Al-Hakim wrote a number of plays based on ancient sources, including his 1949 play King Oedipus, but one of his best pieces is the 1966 absurdist drama The Tree Climber. The play involves a detective who shows up at a man's house to investigate the mysterious disappearance of his wife. An enigmatic dervish appears and says that either the man has killed his wife or he has not yet killed her. After much consternation, the man's wife finally shows up, but flatly refuses to explain where she has been during her mysterious absence. In bitter frustration the man throttles his wife, inadvertently killing her and thus fulfilling the dervish's prophesy.

The Tree Climber is heavily influenced by the absurdist writers of the post-war period. However, Al-Hakim was able to take Western influences and integrate them into a new and definitively Egyptian drama. This would impact later playwrights, including Yusuf Idris, best known for his play Flipflap and His Master.

Next to Al-Hakim, the most famous playwright from Mediterranean Africa is probably the Algerian dramatist Abdelkader Alloula. A great lover of the Russian writer Nikolai Gogol, Alloula wrote adaptations of Gogol's Diary of a Madman and The Government Inspector.
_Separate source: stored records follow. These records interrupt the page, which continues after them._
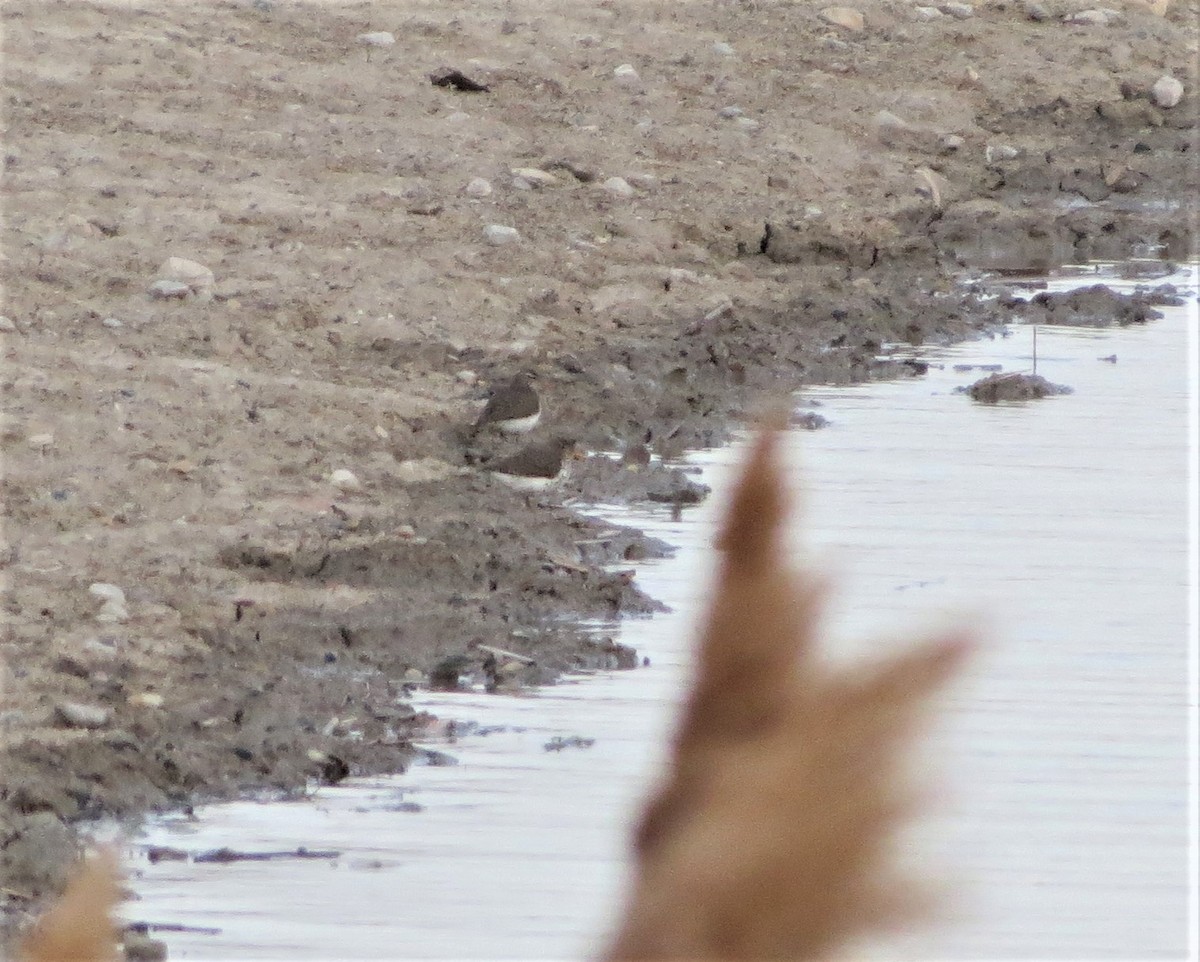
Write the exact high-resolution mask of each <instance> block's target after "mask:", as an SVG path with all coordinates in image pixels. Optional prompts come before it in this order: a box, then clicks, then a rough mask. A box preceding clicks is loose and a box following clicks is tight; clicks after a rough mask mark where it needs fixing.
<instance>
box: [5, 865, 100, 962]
mask: <svg viewBox="0 0 1200 962" xmlns="http://www.w3.org/2000/svg"><path fill="white" fill-rule="evenodd" d="M116 879H118V868H116V855H114V854H113V853H112V852H108V850H102V852H98V853H96V854H95V855H92V856H90V858H89V859H86V860H85V861H83V862H82V864H80V866H79V870H78V871H77V872H76V874H74V876H73V877H72V879H71V882H70V883H68V884H67V888H66V891H65V892H62V896H61V897H60V898H59V901H58V902H55V903H54V906H52V907H50V909H49V910H48V912H47V913H46V914H44V915H43V916H42V918H41V919H40V920H38V922H37V925H36V926H34V930H32V931H31V932H30V933H29V936H28V937H26V939H25V944H24V945H23V946H22V952H20V956H19V960H20V962H116V960H118V954H116V938H118V932H116V925H115V922H114V921H113V914H112V913H113V907H114V906H115V904H116V898H118V895H119V888H118V882H116Z"/></svg>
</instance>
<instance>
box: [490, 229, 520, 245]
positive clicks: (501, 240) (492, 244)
mask: <svg viewBox="0 0 1200 962" xmlns="http://www.w3.org/2000/svg"><path fill="white" fill-rule="evenodd" d="M484 240H486V241H487V242H488V243H490V245H492V246H493V247H503V246H504V245H505V243H515V242H516V241H518V240H521V232H520V230H517V229H516V228H515V227H504V226H503V224H488V226H487V227H485V228H484Z"/></svg>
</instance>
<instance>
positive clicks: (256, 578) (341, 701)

In the 1980s, he wrote The Generous Trilogy, consisting of three plays (The Sayings, The Generous, and The Veil) about good people living in an unjust and corrupt society. The last of these plays, The Veil, makes reference to the Gogol short story "The Nose" and contains much of the Russian writer's absurd humor.

Alloula was working on an adaptation of Moliere's Tartuffe when he was cowardly gunned down by religious extremists later identified as members of the Islamic Front for Armed Jihad. Clearly, hypocrites and bigots are not confined to 17th-century France. In Alloula's The Veil, any person who actually does something useful and tries to find some meaningful work in life is hounded by extremists both inside and outside the government. At the end of the play, the only way decent people can escape the injustice of armed thugs is to crawl inside a tomb.

Tunisia also has a thriving theatre scene. The Tunisian playwright best known in the West is probably Jalila Baccar, who in 1976 helped to found the experimental New Theatre in Tunis. In 1993, she helped found a new theatre group called Familia. After the Tunisian Revolution that began the Arab Spring movement, Baccar was offered the post of Minister of Culture in the country's transitional government. She turned down the job, claiming her only true home was in the theatre.

Baccar is most known in the West for her post-9/11 drama Araberlin, about a family of Arab descent living in Germany amidst suspicion and and mistrust. The play was originally staged in Berlin in 2002. An English translation was later commissioned by Horizon Theatre Rep in the United States.

One final dramatist from northern Africa I should mention is the Moroccan playwright Tayeb Saddiki. Born in Casablanca, Saddiki traveled to France to study architecture and ended up getting involved in stage design. When an actor got sick, Saddiki took over the part. He got bitten by the theatre bug and has been acting, directing, and writing plays ever since.

Saddiki has a wonderful play called We Were Created to Understand Each Other, which is available in English under the title The Folies Berbers. Though written in a very theatrical style, the play tells the true story of an attempt by diplomats to get King Louis XIV of France to marry his daughter Marie Anne de Bourbon to Sultan Moulay Ismail of Morocco. The 1993 work features the playwright Moliere as the only one who can bridge the gap between the countries' two cultures.